There are always exceptions to this rule, in time you’ll find out what works for you. However have rules within one repo!

Open vs closed source and license

The first thing you have to choose when making a new repo in GitHub is whether it’s public or private

  • public: the whole world can see it: open source
  • Note that there is a difference between “open source” and “anything can use/copy this” Tempting to make everything private, but nicer to make things public.
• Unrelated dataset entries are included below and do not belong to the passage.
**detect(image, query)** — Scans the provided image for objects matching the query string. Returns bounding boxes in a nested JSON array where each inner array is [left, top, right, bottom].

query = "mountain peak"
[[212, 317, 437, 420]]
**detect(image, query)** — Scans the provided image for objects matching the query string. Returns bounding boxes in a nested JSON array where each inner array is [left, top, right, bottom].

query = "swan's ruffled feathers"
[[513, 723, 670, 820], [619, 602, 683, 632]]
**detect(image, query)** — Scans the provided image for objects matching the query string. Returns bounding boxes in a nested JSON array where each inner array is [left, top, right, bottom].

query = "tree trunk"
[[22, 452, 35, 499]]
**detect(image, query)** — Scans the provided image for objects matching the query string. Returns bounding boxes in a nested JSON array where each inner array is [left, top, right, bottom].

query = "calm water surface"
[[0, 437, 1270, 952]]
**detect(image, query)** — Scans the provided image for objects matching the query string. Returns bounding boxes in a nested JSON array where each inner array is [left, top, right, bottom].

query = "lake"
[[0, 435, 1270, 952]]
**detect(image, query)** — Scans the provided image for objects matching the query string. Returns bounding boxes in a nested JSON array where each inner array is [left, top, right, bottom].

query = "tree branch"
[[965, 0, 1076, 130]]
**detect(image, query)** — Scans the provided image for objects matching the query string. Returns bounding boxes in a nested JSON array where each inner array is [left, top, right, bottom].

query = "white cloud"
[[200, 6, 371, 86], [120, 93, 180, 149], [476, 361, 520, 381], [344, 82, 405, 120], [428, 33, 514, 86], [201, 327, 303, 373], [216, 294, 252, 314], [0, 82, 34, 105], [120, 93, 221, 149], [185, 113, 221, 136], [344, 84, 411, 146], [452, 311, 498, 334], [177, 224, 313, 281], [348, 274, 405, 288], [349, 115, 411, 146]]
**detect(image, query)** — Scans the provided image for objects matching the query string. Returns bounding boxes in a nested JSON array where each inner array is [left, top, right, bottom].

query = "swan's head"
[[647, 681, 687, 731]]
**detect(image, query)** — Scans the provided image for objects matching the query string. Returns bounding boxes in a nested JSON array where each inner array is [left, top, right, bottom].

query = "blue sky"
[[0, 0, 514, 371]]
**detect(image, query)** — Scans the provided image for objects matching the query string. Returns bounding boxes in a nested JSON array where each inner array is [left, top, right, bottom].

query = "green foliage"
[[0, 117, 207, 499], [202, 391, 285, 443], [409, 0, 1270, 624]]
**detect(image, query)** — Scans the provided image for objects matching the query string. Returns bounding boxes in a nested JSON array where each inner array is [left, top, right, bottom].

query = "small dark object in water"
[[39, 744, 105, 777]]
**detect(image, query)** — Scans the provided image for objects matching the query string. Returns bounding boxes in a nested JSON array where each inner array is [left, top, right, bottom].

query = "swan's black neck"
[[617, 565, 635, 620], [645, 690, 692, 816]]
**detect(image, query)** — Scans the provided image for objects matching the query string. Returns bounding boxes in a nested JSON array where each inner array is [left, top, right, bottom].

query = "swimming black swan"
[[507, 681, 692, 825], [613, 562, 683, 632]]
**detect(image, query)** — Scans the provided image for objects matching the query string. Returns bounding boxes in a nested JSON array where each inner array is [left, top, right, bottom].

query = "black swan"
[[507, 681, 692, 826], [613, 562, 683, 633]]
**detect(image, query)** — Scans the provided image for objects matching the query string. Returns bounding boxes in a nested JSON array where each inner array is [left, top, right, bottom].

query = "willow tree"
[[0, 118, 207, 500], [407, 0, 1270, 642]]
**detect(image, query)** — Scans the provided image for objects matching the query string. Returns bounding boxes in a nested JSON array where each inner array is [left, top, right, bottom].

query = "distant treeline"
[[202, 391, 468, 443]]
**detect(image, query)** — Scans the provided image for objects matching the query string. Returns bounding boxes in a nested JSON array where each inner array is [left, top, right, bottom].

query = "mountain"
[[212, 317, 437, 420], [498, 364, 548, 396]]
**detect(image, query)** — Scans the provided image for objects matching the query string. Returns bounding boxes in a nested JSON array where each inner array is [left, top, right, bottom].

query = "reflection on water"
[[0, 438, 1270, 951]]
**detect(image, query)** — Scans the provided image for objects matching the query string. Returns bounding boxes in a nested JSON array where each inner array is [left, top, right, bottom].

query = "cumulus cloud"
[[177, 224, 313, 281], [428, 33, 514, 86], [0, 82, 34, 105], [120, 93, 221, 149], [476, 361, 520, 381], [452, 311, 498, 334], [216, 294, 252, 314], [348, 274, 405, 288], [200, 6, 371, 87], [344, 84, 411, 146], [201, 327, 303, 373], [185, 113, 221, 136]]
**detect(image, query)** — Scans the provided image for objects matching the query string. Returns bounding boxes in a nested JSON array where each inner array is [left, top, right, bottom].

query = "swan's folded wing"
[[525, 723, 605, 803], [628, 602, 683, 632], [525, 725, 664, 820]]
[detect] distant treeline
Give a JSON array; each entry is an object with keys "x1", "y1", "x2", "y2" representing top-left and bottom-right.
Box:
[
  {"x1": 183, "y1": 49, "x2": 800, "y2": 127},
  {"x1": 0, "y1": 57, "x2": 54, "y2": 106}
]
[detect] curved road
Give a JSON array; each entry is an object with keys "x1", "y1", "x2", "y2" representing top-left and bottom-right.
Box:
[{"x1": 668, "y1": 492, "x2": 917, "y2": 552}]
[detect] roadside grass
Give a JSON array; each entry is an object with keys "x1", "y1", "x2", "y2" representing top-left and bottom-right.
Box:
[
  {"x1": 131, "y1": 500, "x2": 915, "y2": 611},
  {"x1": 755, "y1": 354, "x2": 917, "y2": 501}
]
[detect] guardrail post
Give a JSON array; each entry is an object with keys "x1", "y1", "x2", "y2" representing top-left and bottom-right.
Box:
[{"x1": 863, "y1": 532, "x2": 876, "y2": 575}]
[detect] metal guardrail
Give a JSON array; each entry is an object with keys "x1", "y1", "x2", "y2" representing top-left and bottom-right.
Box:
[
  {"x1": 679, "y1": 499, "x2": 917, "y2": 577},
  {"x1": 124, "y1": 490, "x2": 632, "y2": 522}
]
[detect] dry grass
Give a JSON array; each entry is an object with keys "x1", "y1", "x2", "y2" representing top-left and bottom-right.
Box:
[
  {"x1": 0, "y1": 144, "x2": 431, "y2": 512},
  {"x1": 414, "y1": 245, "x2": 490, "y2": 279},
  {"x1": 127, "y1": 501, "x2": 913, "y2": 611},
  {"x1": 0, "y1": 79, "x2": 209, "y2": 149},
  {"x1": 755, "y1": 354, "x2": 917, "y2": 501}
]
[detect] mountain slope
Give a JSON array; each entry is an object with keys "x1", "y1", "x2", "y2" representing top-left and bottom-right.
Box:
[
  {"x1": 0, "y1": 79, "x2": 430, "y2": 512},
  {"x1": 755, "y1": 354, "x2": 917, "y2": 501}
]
Also people interested in you may check out your code / find your code through Google

If you make something public later, be aware that all history will also become public!

  • A license (typically in LICENSE.TXT, or LICENSE.MD) is a legally binding agreement of what can be done with the code:
    • Everything, no restrictions: MIT, CC0
    • Only in other Open Source projects: GPL
    • Create Commons:
      • CC0: Public domain
      • BY: credit must be given to the author
      • SA: Adaptations must be shared under the same terms
      • NC: Only non-commercial use
      • ND: No derivates are allowed
  • Note that others might have opinions on public/private and the license: journals, universities, etc

Git is not a backup (but GitHub may be)

  • Editing something in the working directory does nothing with git

  • When you add something to the index, it can be retrieved from the repo if deleted

  • When something is committed, it can be retrieved from the repo (as long as it’s a parent of some branch)

  • However remember: the repo is only a local directory; only when you push to someone else (or GitHub), or backup your directory (to external HD / Dropbox / email to yourself).

  • Really really important stuff need online and offline backups.

How often should one commit their code

It’s a personal preference / agree on rules per project or repo / you will get a feeling for what works for you (for now: often to get experience)

My suggestion:

  • When you finish something
  • When you start working on something else
  • At least every couple of hours (lunchtime, before end of day?)
  • It does not have to work (although commit it as soon as it works), but note in commit message
  • Remember: semantic changes
  • Completely ok to have single-char commits, or 50-page commits
  • When it gets too large to lose
  • When you start to change / rewrite lots of code

If your code is not ready yet, just make a commit in a branch!

NB: you push to GitHub after every commit!

Extra: when do you make a branch

branches are cheap

NOTE: This is a preview, we will deep-dive into branches soon

  • When working on something that you don’t quite want to share yet in the main branch (or is not ready)
  • When you start a large “operation”, that may take a couple of days (or: a couple of commits) and:
    • you don’t want to disturb other repository users until it’s done
    • you may at some point (while doing the operation) need access to the previous, working, code
    • you are not sure that it’s a good idea what you’re doing, and only want to make it part of the main codebase when you’re sure it works
  • When you want to experiment / test something
  • When you need to make changes to an older version (e.g. someone reports a bug to a certain version).

Note: just working in main and not pushing is NOT how to do it (although technically you have a branch now).